Verwahrloste Zustände herrschen an den Bahnhöfen, wo Flüchtlinge auf die Züge zur Weiterreise warten
Verwahrloste Zustände herrschen an den Bahnhöfen, wo Flüchtlinge auf die Züge zur Weiterreise warten | Bild: SWR

Fast alle erzählen ähnliche Schicksale. Fast alle haben Angehörige im Bürgerkrieg verloren. Mohamed ist der gute Geist der Gruppe. Hat für den Notfall Medikamente für alle dabei. Er war vor dem Krieg ein wohlhabender Eisenwarenhändler. Etwa zwei Kilometer sind es bis zum nächsten Bahnhof. Dass sie ohne Papiere so offen durch Mazedonien ziehen können, liegt an dem Gesetz, das die Regierung in Skopje im Juni verabschiedet hat. Drei Tage dürfen sich Flüchtlinge frei innerhalb des Landes bewegen. Der Sprecher des Innenministeriums sagt, das Flüchtlingsproblem könne das kleine, arme Mazedonien nicht stellvertretend für die EU lösen. "Aber wir haben mit dem Gesetz nun wenigstens dafür gesorgt, dass die Flüchtlinge nicht mehr Freiwild für Menschenschmuggler sind. Die Zahl der Überfälle auf Flüchtlinge und auch die Unfälle sind stark zurückgegangen. Eben die gesamte Kriminalität im Umfeld der Menschenschmuggler."

Die Nerven sind am Ende

Unsere Gruppe ist inzwischen in der Grenzstadt Gevgelija angekommen. Unterwegs haben sie sich verlaufen. Waren eine Stunde in der Gluthitze unterwegs. Die junge Mutter taumelt, fast rutscht ihr das Baby aus den Händen. Im letzten Moment kann sie es abgeben. Sie sind alle mit den Nerven am Ende. Nach neun Monaten auf der Flucht. Leben auf der Straße. Warten auf heruntergekommenen Bahnhöfen wie diesem. Auf den Zug in Richtung Serbien. Was Ihnen vom alten Leben geblieben ist, passt in eine Tasche. Auch er bricht am Bahnhof zusammen.

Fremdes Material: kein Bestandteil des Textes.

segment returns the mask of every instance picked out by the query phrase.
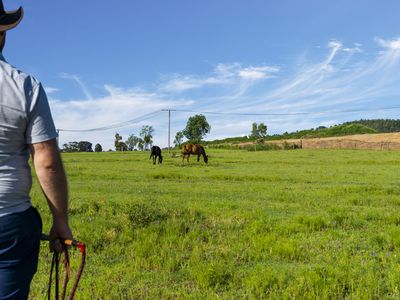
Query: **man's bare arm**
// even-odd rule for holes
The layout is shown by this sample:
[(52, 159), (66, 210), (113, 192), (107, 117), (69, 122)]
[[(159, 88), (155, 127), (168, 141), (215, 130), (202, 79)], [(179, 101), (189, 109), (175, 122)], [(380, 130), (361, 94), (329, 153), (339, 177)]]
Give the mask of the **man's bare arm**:
[(53, 216), (51, 246), (61, 251), (57, 239), (72, 239), (68, 225), (68, 185), (55, 139), (31, 145), (33, 165)]

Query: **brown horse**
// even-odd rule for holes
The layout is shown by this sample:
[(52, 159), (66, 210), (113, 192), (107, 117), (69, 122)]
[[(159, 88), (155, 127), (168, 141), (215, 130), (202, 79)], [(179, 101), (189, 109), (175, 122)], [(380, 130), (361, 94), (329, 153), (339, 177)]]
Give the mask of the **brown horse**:
[(199, 144), (186, 144), (182, 147), (182, 163), (185, 161), (185, 157), (187, 162), (189, 162), (190, 154), (197, 155), (197, 161), (200, 160), (200, 155), (203, 155), (203, 159), (205, 163), (208, 163), (208, 156), (206, 155), (206, 151), (204, 147)]

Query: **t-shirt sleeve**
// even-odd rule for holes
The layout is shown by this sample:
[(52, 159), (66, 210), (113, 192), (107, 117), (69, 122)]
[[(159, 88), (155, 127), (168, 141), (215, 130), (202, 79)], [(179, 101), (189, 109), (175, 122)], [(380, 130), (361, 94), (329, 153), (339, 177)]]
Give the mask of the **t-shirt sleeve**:
[(43, 86), (39, 84), (33, 93), (31, 109), (28, 114), (26, 128), (26, 143), (35, 144), (45, 142), (58, 137), (50, 112), (49, 102)]

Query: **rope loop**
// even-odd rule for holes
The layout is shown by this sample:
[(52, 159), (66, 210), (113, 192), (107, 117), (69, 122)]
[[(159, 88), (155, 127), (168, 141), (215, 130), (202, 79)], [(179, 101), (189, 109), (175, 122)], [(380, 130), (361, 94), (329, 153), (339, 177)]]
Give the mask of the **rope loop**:
[[(41, 236), (41, 240), (42, 241), (49, 241), (49, 236), (42, 234)], [(64, 285), (62, 288), (62, 296), (61, 296), (61, 300), (65, 300), (66, 299), (66, 295), (67, 295), (67, 286), (68, 286), (68, 282), (70, 279), (70, 275), (71, 275), (71, 268), (70, 268), (70, 264), (69, 264), (69, 254), (68, 254), (68, 247), (73, 247), (78, 249), (82, 256), (81, 256), (81, 263), (79, 265), (79, 269), (78, 272), (76, 274), (75, 280), (74, 280), (74, 284), (71, 288), (71, 292), (69, 293), (68, 296), (68, 300), (72, 300), (74, 299), (75, 296), (75, 292), (78, 288), (78, 284), (79, 284), (79, 280), (81, 279), (82, 273), (83, 273), (83, 268), (85, 266), (85, 261), (86, 261), (86, 247), (85, 244), (83, 242), (79, 242), (76, 240), (61, 240), (62, 244), (65, 246), (63, 247), (63, 251), (61, 253), (57, 253), (54, 252), (53, 253), (53, 258), (51, 261), (51, 268), (50, 268), (50, 276), (49, 276), (49, 284), (48, 284), (48, 289), (47, 289), (47, 299), (51, 300), (51, 288), (52, 288), (52, 284), (53, 284), (53, 273), (55, 273), (55, 299), (59, 300), (60, 298), (60, 294), (59, 294), (59, 281), (60, 281), (60, 277), (59, 277), (59, 265), (60, 265), (60, 256), (63, 255), (64, 258), (64, 270), (65, 270), (65, 277), (64, 277)]]

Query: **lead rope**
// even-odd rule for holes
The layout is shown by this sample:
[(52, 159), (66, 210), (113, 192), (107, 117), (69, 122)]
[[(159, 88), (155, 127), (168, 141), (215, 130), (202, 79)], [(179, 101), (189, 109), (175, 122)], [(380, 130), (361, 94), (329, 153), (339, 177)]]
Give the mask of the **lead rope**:
[[(42, 240), (48, 241), (49, 237), (47, 235), (42, 234), (41, 237)], [(81, 279), (82, 273), (83, 273), (83, 268), (85, 267), (85, 261), (86, 261), (86, 247), (83, 242), (78, 242), (76, 240), (61, 240), (61, 242), (65, 246), (72, 246), (74, 248), (79, 249), (79, 251), (82, 254), (81, 257), (81, 263), (78, 269), (78, 272), (75, 277), (74, 284), (72, 286), (71, 292), (68, 296), (68, 300), (74, 299), (75, 292), (78, 288), (79, 280)], [(64, 269), (65, 269), (65, 278), (64, 278), (64, 286), (62, 290), (62, 300), (65, 300), (66, 292), (67, 292), (67, 285), (68, 281), (70, 278), (70, 265), (69, 265), (69, 255), (68, 255), (68, 249), (65, 247), (64, 250), (62, 251), (64, 254)], [(50, 268), (50, 276), (49, 276), (49, 285), (47, 289), (47, 299), (51, 299), (51, 286), (53, 283), (53, 271), (55, 271), (55, 299), (59, 300), (59, 264), (60, 264), (60, 253), (54, 252), (53, 258), (51, 261), (51, 268)], [(54, 270), (55, 269), (55, 270)]]

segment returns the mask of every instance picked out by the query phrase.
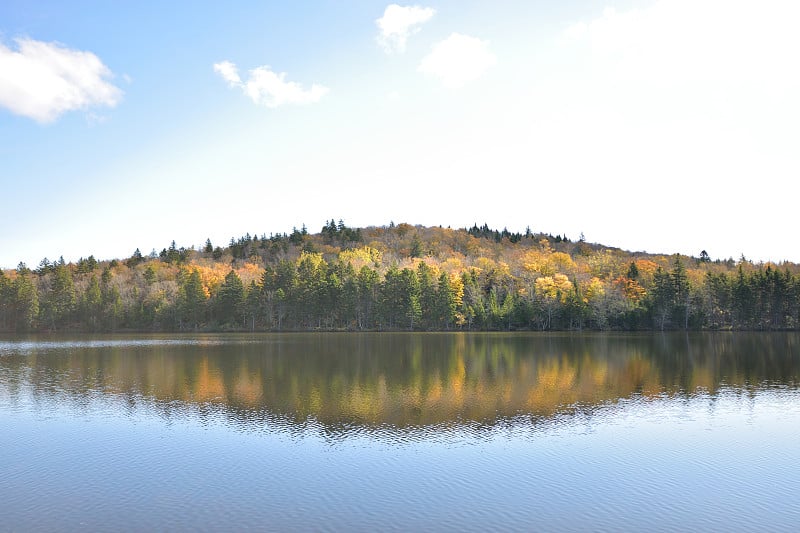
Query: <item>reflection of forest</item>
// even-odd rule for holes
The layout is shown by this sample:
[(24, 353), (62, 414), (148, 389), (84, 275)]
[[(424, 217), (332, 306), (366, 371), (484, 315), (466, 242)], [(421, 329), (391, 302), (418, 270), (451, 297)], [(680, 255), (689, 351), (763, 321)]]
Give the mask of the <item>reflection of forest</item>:
[[(216, 337), (208, 337), (219, 340)], [(408, 427), (551, 416), (635, 394), (795, 387), (797, 334), (286, 334), (0, 357), (13, 396), (114, 394), (236, 417)]]

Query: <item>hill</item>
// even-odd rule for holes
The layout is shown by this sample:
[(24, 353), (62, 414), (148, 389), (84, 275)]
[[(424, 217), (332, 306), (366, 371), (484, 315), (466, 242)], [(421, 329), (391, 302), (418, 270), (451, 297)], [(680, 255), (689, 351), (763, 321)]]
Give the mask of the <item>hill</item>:
[(2, 331), (800, 327), (794, 263), (629, 252), (486, 225), (249, 234), (0, 271)]

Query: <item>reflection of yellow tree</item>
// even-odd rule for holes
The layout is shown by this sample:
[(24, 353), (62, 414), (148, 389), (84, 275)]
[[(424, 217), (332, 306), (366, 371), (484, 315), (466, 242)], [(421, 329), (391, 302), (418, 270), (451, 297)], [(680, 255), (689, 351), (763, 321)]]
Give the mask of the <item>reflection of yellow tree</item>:
[(713, 393), (723, 381), (746, 387), (797, 374), (798, 362), (787, 362), (783, 345), (748, 343), (758, 339), (748, 336), (704, 344), (706, 338), (667, 336), (660, 344), (649, 336), (287, 335), (235, 351), (212, 344), (39, 354), (27, 364), (42, 370), (25, 379), (41, 380), (34, 390), (76, 396), (102, 389), (168, 405), (407, 427), (551, 416), (634, 394)]

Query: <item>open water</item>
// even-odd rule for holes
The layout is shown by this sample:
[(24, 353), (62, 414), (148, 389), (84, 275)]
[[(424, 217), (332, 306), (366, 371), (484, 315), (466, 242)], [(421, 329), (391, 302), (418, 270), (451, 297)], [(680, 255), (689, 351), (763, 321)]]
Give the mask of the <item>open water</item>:
[(800, 335), (0, 338), (0, 531), (797, 531)]

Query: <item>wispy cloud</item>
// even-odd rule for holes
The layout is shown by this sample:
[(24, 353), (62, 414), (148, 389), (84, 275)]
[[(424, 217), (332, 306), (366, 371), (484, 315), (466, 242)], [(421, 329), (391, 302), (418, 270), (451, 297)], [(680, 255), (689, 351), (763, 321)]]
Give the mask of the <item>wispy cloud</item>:
[(796, 0), (656, 0), (577, 22), (564, 43), (583, 58), (591, 101), (650, 123), (726, 124), (774, 146), (797, 135), (798, 18)]
[(489, 51), (488, 41), (452, 33), (433, 46), (417, 70), (439, 78), (445, 87), (457, 89), (480, 78), (495, 63), (497, 58)]
[(236, 65), (230, 61), (214, 64), (214, 72), (228, 82), (231, 87), (238, 87), (258, 105), (275, 108), (284, 104), (312, 104), (328, 94), (329, 89), (316, 83), (310, 89), (293, 81), (286, 81), (286, 73), (275, 73), (268, 66), (252, 69), (247, 81), (242, 81)]
[(375, 21), (380, 30), (378, 43), (386, 53), (404, 52), (408, 37), (417, 33), (420, 25), (428, 22), (435, 13), (436, 10), (430, 7), (387, 6), (383, 16)]
[(12, 113), (45, 123), (122, 99), (108, 81), (112, 72), (93, 53), (29, 38), (14, 42), (16, 50), (0, 43), (0, 106)]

Mohammed sorgt sich jetzt, ob er es mit einer so geschwächten Gruppe in den nächsten Zug nach Tabanovce schafft, nach Norden, zur serbischen Grenze. Der Zug soll am Nachmittag kommen, zur heißesten Zeit des Tages. In Gevgelija trifft Elend auf Elend. Das der syrischen Flüchtlinge auf das der mazedonischen Roma, die in den Häusern am Bahnhof leben. Die meisten dieser Roma würden selbst gerne in Westeuropa Asyl als Schutz vor ihrer Armut erhalten. Manche haben es schon vergeblich versucht.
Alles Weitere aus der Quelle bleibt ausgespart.